3. Russia is reported continuing to operate the ballistic missile submarine base at Cienfuegos Bay which was established in 1971. Various sightings of Polaris-type subs were reported in 1995. LANS has received no more recent reports, although various sources have stated that, at most, these facilities have been mothballed.

4. The so-called "missile crisis" of 1962 has been generally touted as some sort of US victory. The evidence which has accumulated since then has supported the conclusion that these missiles were not removed,40 arguments in favor of removal verging on the ludicrous.41 That these delivery vehicles were not removed was inferable from the fact that no inspections were made in Cuba, no Soviet vessels boarded for inspection of canvas-covered deck cargo.

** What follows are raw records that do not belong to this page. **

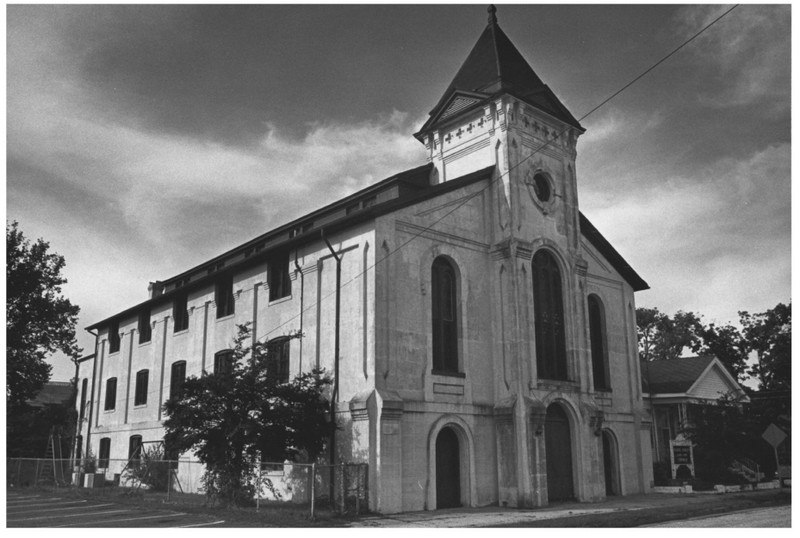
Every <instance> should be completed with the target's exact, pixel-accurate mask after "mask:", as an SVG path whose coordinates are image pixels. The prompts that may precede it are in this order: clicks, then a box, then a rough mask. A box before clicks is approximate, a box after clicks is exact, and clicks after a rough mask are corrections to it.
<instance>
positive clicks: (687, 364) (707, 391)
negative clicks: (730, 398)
mask: <svg viewBox="0 0 800 538" xmlns="http://www.w3.org/2000/svg"><path fill="white" fill-rule="evenodd" d="M641 370H642V390H643V391H644V393H645V403H646V404H648V406H649V408H650V412H651V414H652V417H653V432H652V434H653V437H652V444H653V460H654V461H659V462H668V461H670V456H669V443H670V441H674V440H675V439H676V437H677V436H678V435H679V434H680V433H681V432H682V431H683V430H684V429H685V428H686V427H687V426H689V425H691V424H692V415H693V411H694V407H695V406H696V405H699V404H707V403H711V402H715V401H717V400H718V399H719V398H720V397H721V396H723V395H731V396H733V397H734V398H735V399H736V400H737V401H739V402H742V403H745V402H748V401H749V399H748V397H747V394H746V393H745V391H744V389H743V388H742V386H741V385H739V383H738V382H737V381H736V379H734V377H733V376H732V375H731V374H730V372H728V369H727V368H725V365H723V364H722V362H721V361H720V360H719V359H717V358H716V357H713V356H706V357H683V358H679V359H670V360H660V361H642V367H641Z"/></svg>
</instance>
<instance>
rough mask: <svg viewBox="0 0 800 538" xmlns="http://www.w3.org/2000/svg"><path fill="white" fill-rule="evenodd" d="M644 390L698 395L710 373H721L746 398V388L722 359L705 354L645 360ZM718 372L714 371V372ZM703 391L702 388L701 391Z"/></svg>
mask: <svg viewBox="0 0 800 538" xmlns="http://www.w3.org/2000/svg"><path fill="white" fill-rule="evenodd" d="M641 370H642V390H643V391H644V392H646V393H650V395H651V396H658V395H669V396H684V397H687V398H689V397H692V396H697V391H696V389H699V387H700V386H701V385H702V384H703V383H704V381H706V380H707V378H708V376H711V375H717V376H719V377H721V378H722V380H721V382H723V383H724V384H725V385H726V386H729V387H730V388H731V390H733V391H735V392H736V393H738V394H739V396H740V398H743V399H746V395H745V393H744V389H742V387H741V386H740V385H739V383H738V382H737V381H736V380H735V379H734V378H733V376H732V375H731V374H730V373H729V372H728V370H727V368H725V366H724V365H723V364H722V362H721V361H720V360H719V359H718V358H716V357H714V356H713V355H708V356H704V357H681V358H678V359H669V360H658V361H643V362H642V368H641ZM712 371H713V372H716V373H715V374H712V373H711V372H712ZM700 392H702V391H700Z"/></svg>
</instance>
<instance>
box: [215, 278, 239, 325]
mask: <svg viewBox="0 0 800 538" xmlns="http://www.w3.org/2000/svg"><path fill="white" fill-rule="evenodd" d="M214 301H215V302H216V303H217V319H219V318H224V317H225V316H230V315H231V314H233V311H234V310H233V276H232V275H225V276H222V277H220V279H219V280H217V285H216V288H215V290H214Z"/></svg>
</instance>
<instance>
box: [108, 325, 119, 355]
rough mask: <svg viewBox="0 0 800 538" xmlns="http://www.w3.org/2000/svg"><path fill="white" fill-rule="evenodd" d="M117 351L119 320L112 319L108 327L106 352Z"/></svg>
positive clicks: (118, 348)
mask: <svg viewBox="0 0 800 538" xmlns="http://www.w3.org/2000/svg"><path fill="white" fill-rule="evenodd" d="M117 351H119V321H113V322H111V326H110V327H109V328H108V352H109V353H116V352H117Z"/></svg>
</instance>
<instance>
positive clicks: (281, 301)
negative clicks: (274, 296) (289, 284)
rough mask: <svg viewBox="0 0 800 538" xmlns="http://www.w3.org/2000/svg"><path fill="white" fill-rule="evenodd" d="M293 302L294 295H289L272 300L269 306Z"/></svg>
mask: <svg viewBox="0 0 800 538" xmlns="http://www.w3.org/2000/svg"><path fill="white" fill-rule="evenodd" d="M291 300H292V295H291V294H289V295H287V296H285V297H278V298H277V299H272V300H270V301H269V302H268V303H267V306H272V305H276V304H280V303H285V302H286V301H291Z"/></svg>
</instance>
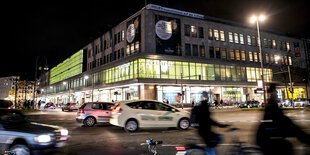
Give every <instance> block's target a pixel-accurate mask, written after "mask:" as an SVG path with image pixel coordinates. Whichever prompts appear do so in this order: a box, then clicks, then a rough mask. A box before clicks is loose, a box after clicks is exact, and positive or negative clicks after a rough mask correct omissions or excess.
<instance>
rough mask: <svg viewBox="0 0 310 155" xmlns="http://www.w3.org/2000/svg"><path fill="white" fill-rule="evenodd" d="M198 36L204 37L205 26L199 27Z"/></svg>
mask: <svg viewBox="0 0 310 155" xmlns="http://www.w3.org/2000/svg"><path fill="white" fill-rule="evenodd" d="M198 36H199V38H204V34H203V27H198Z"/></svg>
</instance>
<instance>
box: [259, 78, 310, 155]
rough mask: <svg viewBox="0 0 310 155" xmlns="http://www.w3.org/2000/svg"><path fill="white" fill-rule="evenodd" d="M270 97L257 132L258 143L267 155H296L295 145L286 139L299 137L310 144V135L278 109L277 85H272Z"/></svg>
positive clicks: (268, 89) (270, 89)
mask: <svg viewBox="0 0 310 155" xmlns="http://www.w3.org/2000/svg"><path fill="white" fill-rule="evenodd" d="M268 95H269V96H270V98H269V100H268V101H267V104H266V106H265V111H264V116H263V120H262V121H261V124H260V125H259V127H258V130H257V134H256V142H257V144H258V145H259V146H260V147H261V149H262V151H263V153H264V154H265V155H275V154H281V155H292V154H294V152H293V145H292V144H291V143H290V142H289V141H288V140H286V139H285V138H286V137H297V138H298V140H299V141H301V142H303V143H307V144H310V135H309V134H307V133H305V132H304V131H302V130H301V129H300V128H299V127H298V126H297V125H295V124H294V123H293V122H292V120H291V119H290V118H288V117H287V116H285V115H284V114H283V112H282V110H281V109H280V108H279V107H278V97H277V91H276V85H275V84H273V83H272V84H270V87H269V89H268Z"/></svg>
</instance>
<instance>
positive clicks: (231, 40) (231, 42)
mask: <svg viewBox="0 0 310 155" xmlns="http://www.w3.org/2000/svg"><path fill="white" fill-rule="evenodd" d="M228 39H229V42H231V43H233V42H234V38H233V36H232V32H228Z"/></svg>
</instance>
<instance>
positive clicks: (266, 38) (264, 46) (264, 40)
mask: <svg viewBox="0 0 310 155" xmlns="http://www.w3.org/2000/svg"><path fill="white" fill-rule="evenodd" d="M264 47H265V48H268V40H267V38H264Z"/></svg>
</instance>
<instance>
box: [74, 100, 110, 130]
mask: <svg viewBox="0 0 310 155" xmlns="http://www.w3.org/2000/svg"><path fill="white" fill-rule="evenodd" d="M113 106H114V104H113V103H111V102H88V103H84V104H83V105H82V106H81V107H80V108H79V110H78V112H77V115H76V121H77V122H79V123H83V124H84V125H85V126H87V127H92V126H94V125H95V124H97V123H109V121H110V118H111V108H112V107H113Z"/></svg>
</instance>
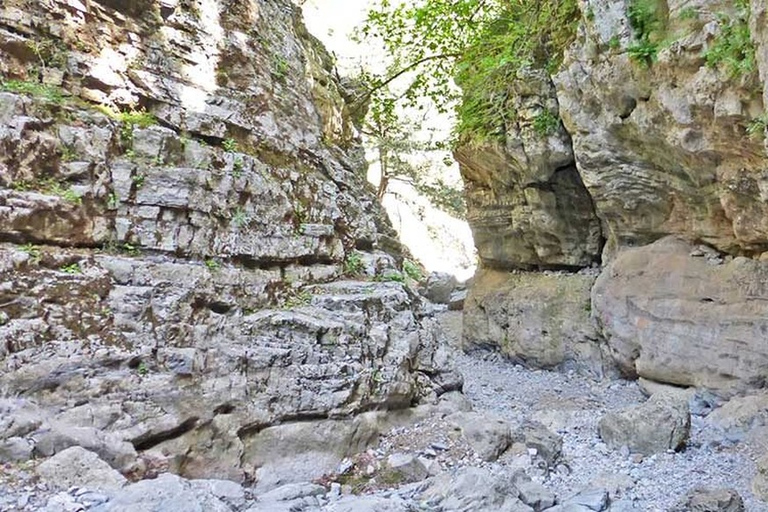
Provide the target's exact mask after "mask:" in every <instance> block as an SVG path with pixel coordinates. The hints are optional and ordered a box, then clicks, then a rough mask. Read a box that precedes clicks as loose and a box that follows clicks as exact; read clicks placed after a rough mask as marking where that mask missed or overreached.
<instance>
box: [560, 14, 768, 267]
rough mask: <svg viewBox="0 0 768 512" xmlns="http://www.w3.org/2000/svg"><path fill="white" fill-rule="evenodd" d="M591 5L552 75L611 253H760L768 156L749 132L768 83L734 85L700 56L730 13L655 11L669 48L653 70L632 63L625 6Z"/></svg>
mask: <svg viewBox="0 0 768 512" xmlns="http://www.w3.org/2000/svg"><path fill="white" fill-rule="evenodd" d="M589 9H590V10H591V11H592V12H593V14H594V16H593V17H591V18H590V19H591V21H590V20H587V21H585V22H584V24H583V25H582V32H581V35H580V38H579V41H578V43H577V44H576V45H575V46H574V47H572V48H571V49H570V50H569V51H568V54H567V56H566V59H565V64H564V68H563V70H562V71H561V72H560V73H559V74H557V75H556V76H555V78H554V79H555V82H556V84H557V90H558V100H559V102H560V114H561V116H562V118H563V122H564V123H565V126H566V128H567V129H568V131H569V132H570V134H571V136H572V138H573V149H574V154H575V158H576V163H577V166H578V169H579V173H580V174H581V177H582V179H583V180H584V184H585V185H586V187H587V189H588V190H589V193H590V195H591V196H592V198H593V199H594V202H595V207H596V209H597V214H598V216H599V217H600V219H601V220H602V222H603V229H604V233H605V236H606V238H607V240H608V246H607V249H608V252H609V254H613V253H614V252H615V250H616V249H617V248H619V247H625V246H637V245H644V244H648V243H651V242H653V241H654V240H656V239H658V238H661V237H663V236H665V235H669V234H677V235H682V236H685V237H688V238H690V239H698V240H703V241H705V242H707V243H709V244H711V245H713V246H715V247H717V248H718V249H721V250H724V251H728V252H732V253H749V254H753V253H756V252H761V251H764V250H765V249H766V248H768V202H767V201H766V197H767V196H766V192H765V191H766V187H768V181H766V179H768V175H766V172H765V170H766V169H768V156H767V155H766V153H765V150H764V147H763V144H762V141H761V140H760V138H759V137H755V138H750V137H749V136H748V135H747V134H746V131H745V128H746V126H747V125H749V123H750V122H751V121H752V120H753V119H754V118H756V117H758V116H759V115H761V114H763V113H764V111H765V110H764V104H763V100H762V84H760V82H759V79H758V73H757V71H755V72H754V73H751V74H748V75H746V76H743V77H740V78H733V77H731V76H730V75H729V73H728V71H727V70H725V69H717V68H713V67H710V66H707V65H705V62H704V59H703V58H702V54H703V53H704V52H705V51H706V49H707V48H709V47H711V46H712V45H713V44H714V43H715V40H716V38H717V37H719V36H718V34H719V33H720V31H721V30H722V26H723V23H724V22H723V21H717V20H718V17H719V15H720V14H721V13H726V14H727V13H728V12H729V11H728V10H729V7H728V6H727V5H725V4H723V3H722V2H715V1H709V0H699V1H696V2H693V3H691V2H669V5H668V11H667V10H665V9H660V11H659V13H660V16H661V18H662V19H663V21H664V24H665V25H666V29H665V31H664V34H665V36H666V38H667V39H668V40H671V41H672V43H671V44H669V45H660V46H659V53H658V60H657V61H656V62H654V63H653V64H652V65H650V66H644V65H643V64H641V63H638V62H636V61H633V60H632V59H631V58H630V56H629V53H628V51H627V48H629V47H630V46H631V45H632V44H635V39H634V38H633V35H632V29H631V28H630V24H629V22H628V20H627V15H626V5H625V4H624V3H622V2H611V1H607V0H599V1H596V2H590V3H589ZM684 9H686V10H688V12H691V10H692V11H693V12H694V13H695V17H694V19H690V15H689V16H685V15H683V13H682V11H683V10H684ZM761 16H762V15H761ZM755 25H759V22H756V23H755ZM760 37H764V35H763V36H760ZM617 42H618V48H616V47H615V44H616V43H617ZM760 48H762V46H760ZM764 52H765V50H764V48H762V49H761V50H760V55H761V57H764ZM765 65H766V62H765V61H764V59H761V63H760V67H761V68H764V67H765Z"/></svg>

A treaty was signed on 28 September 1995 in Switzerland between the United States and Russia. The key paragraph is: "The parties understand that the treaty does not prohibit them from translating the ICBM (Intercontinental Ballistic Missile) and SLBM (Submarine Launched Ballistic Missile) outside their national territories."

LANS interviewed Lester T. Carbonell as this was being prepared. He stated that he had no recent information on siloed missiles but that he had encountered information on Chicom mobile Intermediate Range Ballistic Missiles (IRBM). Eduardo Prida (Spcl 8.6) has mentioned reports of emplaced IRBMs in central Cuba, and Congressman Díaz-Balart maintains that SS-22s could readily be obtained on the international black market.

5. On 14 May 1999, the Russian news agency Interfax reported that Cuba and Russia have agreed to a "joint venture" to complete the reactor for a nuclear power plant at Comunidad Juraguá (Cienfuegos), perhaps with funds from US economic aid. The CG is concerned, not because the plant could provide a source of weapons-grade fissionable material, but because there might be some sort of "accident" (AFP 30 Jan 99). From the PC treatment which the subject has received in most of the press, it can be predicted that even this relatively minor concern is to be ignored.